Now that he has their attention, he tells his story. He has had some time to refine it in his mind, and he will only play the "Blame Othello" tune or, to use a different image, the "blame Othello" tune is the first verse of his song. In addition, he adds a second verse to this song--the "innocent daughter" stanza, which actually is quite different from the treasonous daughter scenario of 1.1. He adds yet a "third verse" to the mix: that the relationship between Desdemona and Othello is "contrary to nature." Because such a liaison is unnatural, it must have been effected through the spells and charms of the lascivious Moor. Then he can sing verse one of the main tune again--blame Othello.

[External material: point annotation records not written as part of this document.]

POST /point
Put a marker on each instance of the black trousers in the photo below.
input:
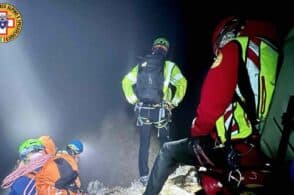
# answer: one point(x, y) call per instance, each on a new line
point(145, 135)
point(170, 156)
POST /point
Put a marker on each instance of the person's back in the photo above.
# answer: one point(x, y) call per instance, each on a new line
point(60, 174)
point(148, 87)
point(32, 157)
point(234, 102)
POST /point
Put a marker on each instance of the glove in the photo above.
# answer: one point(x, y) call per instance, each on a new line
point(169, 106)
point(231, 157)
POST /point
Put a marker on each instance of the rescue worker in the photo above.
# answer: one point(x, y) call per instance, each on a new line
point(234, 103)
point(60, 175)
point(49, 144)
point(32, 157)
point(148, 87)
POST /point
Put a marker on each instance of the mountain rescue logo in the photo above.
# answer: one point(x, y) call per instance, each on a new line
point(10, 22)
point(217, 61)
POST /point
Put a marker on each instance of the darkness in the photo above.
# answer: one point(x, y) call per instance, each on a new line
point(62, 75)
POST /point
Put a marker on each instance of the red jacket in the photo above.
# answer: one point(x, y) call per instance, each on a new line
point(217, 90)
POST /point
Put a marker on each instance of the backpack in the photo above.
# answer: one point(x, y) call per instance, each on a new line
point(150, 78)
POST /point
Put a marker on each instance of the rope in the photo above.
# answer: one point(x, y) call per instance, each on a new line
point(25, 169)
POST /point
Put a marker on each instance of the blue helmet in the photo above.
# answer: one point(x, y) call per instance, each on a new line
point(75, 147)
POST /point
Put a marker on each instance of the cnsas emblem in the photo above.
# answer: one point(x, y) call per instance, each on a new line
point(10, 22)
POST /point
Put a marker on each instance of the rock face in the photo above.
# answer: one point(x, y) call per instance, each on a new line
point(182, 182)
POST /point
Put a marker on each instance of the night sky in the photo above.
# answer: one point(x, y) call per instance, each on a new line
point(62, 75)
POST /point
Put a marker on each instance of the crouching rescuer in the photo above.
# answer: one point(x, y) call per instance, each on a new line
point(60, 175)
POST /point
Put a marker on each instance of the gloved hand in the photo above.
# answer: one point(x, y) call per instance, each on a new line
point(231, 157)
point(169, 106)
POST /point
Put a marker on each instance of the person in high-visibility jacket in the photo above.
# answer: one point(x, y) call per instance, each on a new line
point(148, 87)
point(60, 175)
point(234, 103)
point(33, 155)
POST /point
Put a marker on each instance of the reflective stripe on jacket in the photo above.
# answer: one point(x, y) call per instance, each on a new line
point(261, 67)
point(172, 75)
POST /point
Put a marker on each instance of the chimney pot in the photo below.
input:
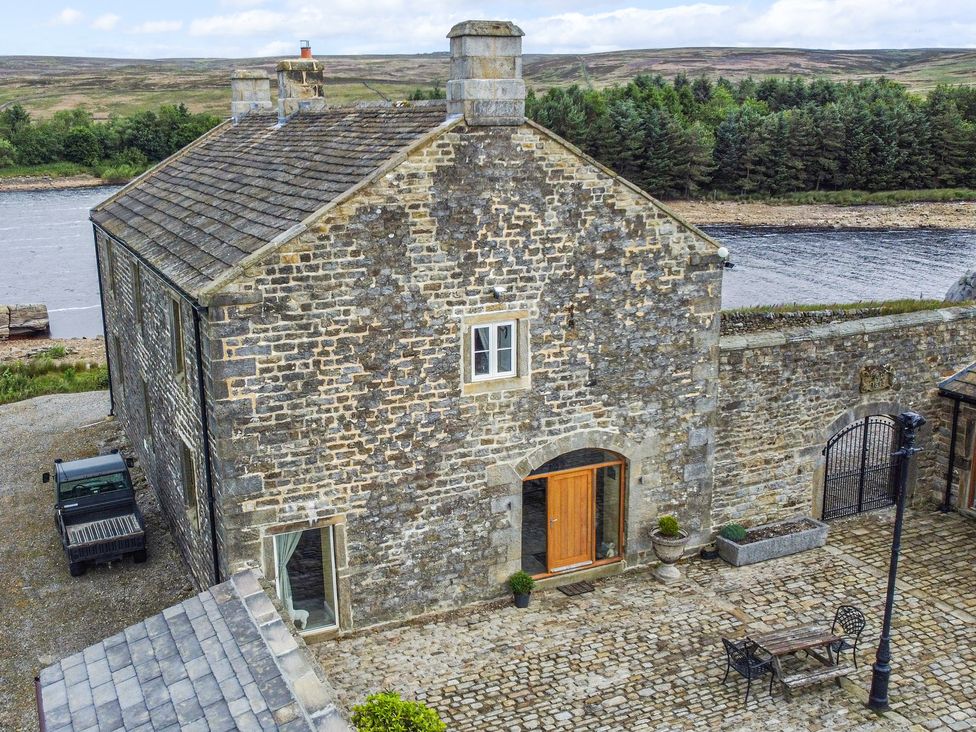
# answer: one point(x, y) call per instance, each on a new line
point(486, 83)
point(301, 85)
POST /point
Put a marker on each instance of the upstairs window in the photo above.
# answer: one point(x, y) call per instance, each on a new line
point(189, 475)
point(493, 350)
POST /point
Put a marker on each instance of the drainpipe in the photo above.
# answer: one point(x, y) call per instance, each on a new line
point(204, 421)
point(101, 300)
point(205, 432)
point(946, 506)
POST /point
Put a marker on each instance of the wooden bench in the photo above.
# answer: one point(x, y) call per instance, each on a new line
point(807, 678)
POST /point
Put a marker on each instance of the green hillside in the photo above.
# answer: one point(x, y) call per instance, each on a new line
point(45, 84)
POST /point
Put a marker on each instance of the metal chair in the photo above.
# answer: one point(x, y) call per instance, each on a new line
point(852, 621)
point(742, 657)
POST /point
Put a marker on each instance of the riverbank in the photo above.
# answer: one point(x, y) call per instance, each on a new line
point(929, 215)
point(50, 183)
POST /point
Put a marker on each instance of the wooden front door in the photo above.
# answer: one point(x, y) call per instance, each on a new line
point(571, 525)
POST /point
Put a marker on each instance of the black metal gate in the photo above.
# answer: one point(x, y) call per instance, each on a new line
point(861, 472)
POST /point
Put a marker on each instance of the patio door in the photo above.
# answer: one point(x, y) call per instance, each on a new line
point(571, 526)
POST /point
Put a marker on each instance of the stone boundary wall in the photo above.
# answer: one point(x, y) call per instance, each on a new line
point(782, 394)
point(745, 322)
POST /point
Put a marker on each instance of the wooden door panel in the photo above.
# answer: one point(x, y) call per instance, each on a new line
point(571, 527)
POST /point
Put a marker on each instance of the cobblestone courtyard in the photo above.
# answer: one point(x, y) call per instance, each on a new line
point(634, 655)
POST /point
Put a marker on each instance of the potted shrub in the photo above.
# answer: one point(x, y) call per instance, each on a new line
point(521, 584)
point(668, 540)
point(387, 712)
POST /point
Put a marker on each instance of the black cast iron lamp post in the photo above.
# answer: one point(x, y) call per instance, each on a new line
point(910, 423)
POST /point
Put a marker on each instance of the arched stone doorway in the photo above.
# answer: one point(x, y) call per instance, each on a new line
point(573, 512)
point(860, 467)
point(844, 422)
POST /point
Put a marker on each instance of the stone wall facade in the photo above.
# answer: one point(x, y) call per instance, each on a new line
point(783, 394)
point(337, 376)
point(141, 352)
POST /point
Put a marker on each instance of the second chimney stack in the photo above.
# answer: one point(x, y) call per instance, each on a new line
point(486, 73)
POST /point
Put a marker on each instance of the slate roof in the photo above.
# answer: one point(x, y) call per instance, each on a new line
point(961, 385)
point(237, 189)
point(222, 660)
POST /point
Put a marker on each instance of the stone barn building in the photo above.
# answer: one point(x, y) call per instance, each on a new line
point(391, 354)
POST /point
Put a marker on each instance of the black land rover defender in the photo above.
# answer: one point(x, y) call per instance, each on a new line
point(96, 512)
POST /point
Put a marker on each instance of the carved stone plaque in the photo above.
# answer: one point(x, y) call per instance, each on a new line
point(876, 378)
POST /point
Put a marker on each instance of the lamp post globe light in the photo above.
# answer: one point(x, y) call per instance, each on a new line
point(910, 423)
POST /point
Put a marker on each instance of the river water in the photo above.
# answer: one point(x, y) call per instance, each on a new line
point(47, 256)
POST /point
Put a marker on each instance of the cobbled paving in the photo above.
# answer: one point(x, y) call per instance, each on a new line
point(635, 655)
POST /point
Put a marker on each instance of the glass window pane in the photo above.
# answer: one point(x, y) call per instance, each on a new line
point(481, 367)
point(608, 512)
point(481, 339)
point(306, 577)
point(505, 336)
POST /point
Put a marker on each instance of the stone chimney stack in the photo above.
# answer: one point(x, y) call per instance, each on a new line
point(486, 73)
point(301, 84)
point(249, 91)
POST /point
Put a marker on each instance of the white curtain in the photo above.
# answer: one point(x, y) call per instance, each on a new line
point(286, 545)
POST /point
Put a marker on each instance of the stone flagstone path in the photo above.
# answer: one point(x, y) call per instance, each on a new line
point(634, 655)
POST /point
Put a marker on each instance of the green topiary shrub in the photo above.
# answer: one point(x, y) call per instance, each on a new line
point(668, 527)
point(387, 712)
point(733, 532)
point(521, 583)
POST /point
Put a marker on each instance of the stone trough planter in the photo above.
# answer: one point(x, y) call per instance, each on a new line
point(810, 535)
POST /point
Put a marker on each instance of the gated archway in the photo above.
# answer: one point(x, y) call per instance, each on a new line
point(861, 469)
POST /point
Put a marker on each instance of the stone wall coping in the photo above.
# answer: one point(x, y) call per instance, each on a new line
point(845, 329)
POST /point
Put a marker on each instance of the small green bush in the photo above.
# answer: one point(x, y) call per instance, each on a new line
point(669, 527)
point(387, 712)
point(521, 583)
point(733, 532)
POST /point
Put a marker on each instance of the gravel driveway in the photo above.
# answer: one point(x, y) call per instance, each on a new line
point(45, 614)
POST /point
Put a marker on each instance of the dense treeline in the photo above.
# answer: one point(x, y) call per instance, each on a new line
point(769, 137)
point(121, 147)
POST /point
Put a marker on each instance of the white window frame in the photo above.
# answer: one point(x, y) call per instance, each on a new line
point(493, 372)
point(331, 574)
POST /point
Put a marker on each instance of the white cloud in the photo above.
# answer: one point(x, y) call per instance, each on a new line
point(158, 26)
point(862, 24)
point(68, 16)
point(628, 28)
point(105, 22)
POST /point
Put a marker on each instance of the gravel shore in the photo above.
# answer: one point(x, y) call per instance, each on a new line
point(903, 216)
point(45, 614)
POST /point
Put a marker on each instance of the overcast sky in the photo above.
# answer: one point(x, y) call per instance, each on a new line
point(240, 28)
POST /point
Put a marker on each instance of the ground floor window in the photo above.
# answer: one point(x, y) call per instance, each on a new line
point(305, 577)
point(572, 512)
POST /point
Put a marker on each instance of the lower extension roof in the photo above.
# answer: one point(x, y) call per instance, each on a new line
point(196, 215)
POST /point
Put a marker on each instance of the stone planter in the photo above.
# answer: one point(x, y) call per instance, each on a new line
point(739, 555)
point(669, 551)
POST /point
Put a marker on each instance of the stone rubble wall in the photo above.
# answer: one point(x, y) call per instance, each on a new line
point(783, 394)
point(146, 355)
point(337, 368)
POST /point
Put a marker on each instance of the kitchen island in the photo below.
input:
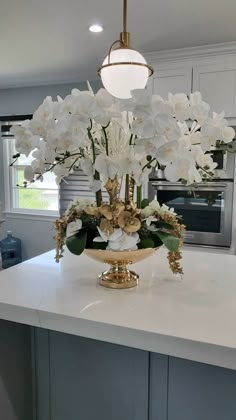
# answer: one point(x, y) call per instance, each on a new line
point(166, 350)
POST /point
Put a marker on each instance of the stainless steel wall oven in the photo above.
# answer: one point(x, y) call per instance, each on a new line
point(207, 209)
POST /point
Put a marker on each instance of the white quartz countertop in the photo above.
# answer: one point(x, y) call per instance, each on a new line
point(192, 318)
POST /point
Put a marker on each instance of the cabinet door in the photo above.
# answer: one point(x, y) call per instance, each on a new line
point(94, 380)
point(16, 399)
point(177, 80)
point(217, 84)
point(184, 390)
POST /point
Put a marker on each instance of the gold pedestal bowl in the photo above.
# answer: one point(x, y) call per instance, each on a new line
point(119, 276)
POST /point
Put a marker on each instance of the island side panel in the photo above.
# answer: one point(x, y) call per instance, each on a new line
point(199, 391)
point(95, 380)
point(16, 401)
point(158, 388)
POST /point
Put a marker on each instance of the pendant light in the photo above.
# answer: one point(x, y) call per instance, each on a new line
point(124, 69)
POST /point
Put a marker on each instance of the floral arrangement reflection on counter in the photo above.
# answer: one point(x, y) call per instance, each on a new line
point(117, 143)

His words are even more harsh and direct than in 1.2, "She is abus'd, stol'n from me, and corrupted/ By spells and medicines bought of mountebanks; For nature so prepost'rously to err/ (Being not deficient, blind, or lame of sense)/ Sans witchcraft could not (1.3.60-64)." Though he blames Othello, he appeals to the shadowy concept of nature for his case. He never says whether it is unnatural for Desdemona to love, to love a Moor, to elope or to elope with a Moor but all he knows is that his beloved daughter has, incomprehensibly, fallen in love" with what she fear'd to look on (1.3.98)!" This certainly is "against all rules of nature" and is an indication that the Senate must find out the "practices of cunning hell" as to why this should be (1.3.102-103).
A Senator's Brief Response
One might have thought it beyond the ken of the Senate to take up this matter, much less to consider it when a crisis of state impends. Nevertheless, after Brabantio has reiterated his case against the Moor, and before Othello speaks to defend himself, he poses a question to Othello that gives an interesting twist on the concept of "nature," the word taken over by Branbantio to be his ally in the war against Othello. He gently probes the accusations of Othello as magician and the relationship as contrary to nature by his two questions: (1) "Did you by indirect and forced courses/ Subdue and poison this young maid's affections? and (2) Or came it by request, and such fair question/ As soul to soul affordeth (1.3.111-114)?"
The second question is phrased in a very interesting fashion. Whereas Brabantio wants to claim the high moral ground of relationship as contrary to nature, the Senator's question suggests that the relationship might have been the ordinary result of two people getting to know each other. The "request" is meant to contrast with "forced courses" as the alternate means: in other words, did this relationship happen willingly? Was it a chosen thing by both? The question is one that Brabantio cannot even consider because it is too frightening to him. How could a cultivated and modest Senator's daughter be actually attracted to a man of such age, race and culture? If she is, whose daughter is 'safe?' 'The whole world,' Brabatio thinks, 'would then come crashing down.
Yet, as I will show in the next mini-essay, Brabantio's anxiety and outrage is overstated probably because he is trying to suppress deep knowledge of something else: that he indeed, was the unwitting conduit for the love to develop between Desdemona and Othello.